Den 2.6.-Prefix einfach weglassen, will er nicht – ihm und einigen anderen gefallen so hohe Nummern nicht. Er erwägt daher ein grob an Jahr und Monat gekoppeltes Modell – Linux 2.6.26 hätte so dann vielleicht 2008.7 heißen können. Er zieht aber auch andere Modelle in Betracht, bei denen das Jahr die erste und zweite Stelle beeinflusst – die nächste Kernel-Version dieses Jahr könnte dann 2.8.1 heißen, die erste im nächsten Jahr 2.9.1 und die erste in 2010 3.0.1. Einen konkreten Plan scheint Torvalds aber ganz offensichtlich noch nicht zu haben; vermutlich dürfte der Linux-Vater die nach seinem Einwurf entstehenden und derzeit noch laufenden Diskussionen näher beobachten und anschließend mit anderen wichtigen Kernel-Entwickler genauer über ein neues Schema nachdenken.
Bereits bei den zuletzt vom Linux-Stable-Team freigegebenen Kernel-Versionen wie dem vor wenigen Tagen veröffentlichten Linux 2.6.25.11 gab es mehrfach Debatten darüber, inwieweit und wie detailliert die Kernel-Entwickler bei der Freigabe neuer Kernel-Versionen auf sicherheitskritische Korrekturen aufmerksam machen müssen.
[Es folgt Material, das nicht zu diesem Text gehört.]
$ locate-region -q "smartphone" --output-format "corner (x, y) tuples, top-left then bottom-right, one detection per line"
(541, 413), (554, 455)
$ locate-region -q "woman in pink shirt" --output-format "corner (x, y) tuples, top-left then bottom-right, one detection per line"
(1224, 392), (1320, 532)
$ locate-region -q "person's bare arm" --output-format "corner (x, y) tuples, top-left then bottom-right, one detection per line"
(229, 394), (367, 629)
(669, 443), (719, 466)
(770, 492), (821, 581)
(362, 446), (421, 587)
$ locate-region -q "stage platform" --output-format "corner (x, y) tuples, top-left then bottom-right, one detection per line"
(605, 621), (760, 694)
Diese Diskussionen wurden letzte Nacht auf der LKML recht hitzig, nachdem sich Torvalds selbst verstärkt in die Diskussion einschaltete (1,2). Er betont dabei, dass er schlicht nur den Fehler korrigieren will – ob nun sicherheitskritisch oder nicht. Zudem stellte er klar, dass er Embargos, bei denen ein Fehler nicht sofort, sondern erst koordiniert mit den Linux-Distributoren ein wenig später behoben und bekannt gegeben wird, nicht mag; sie würden auch nicht funktionieren.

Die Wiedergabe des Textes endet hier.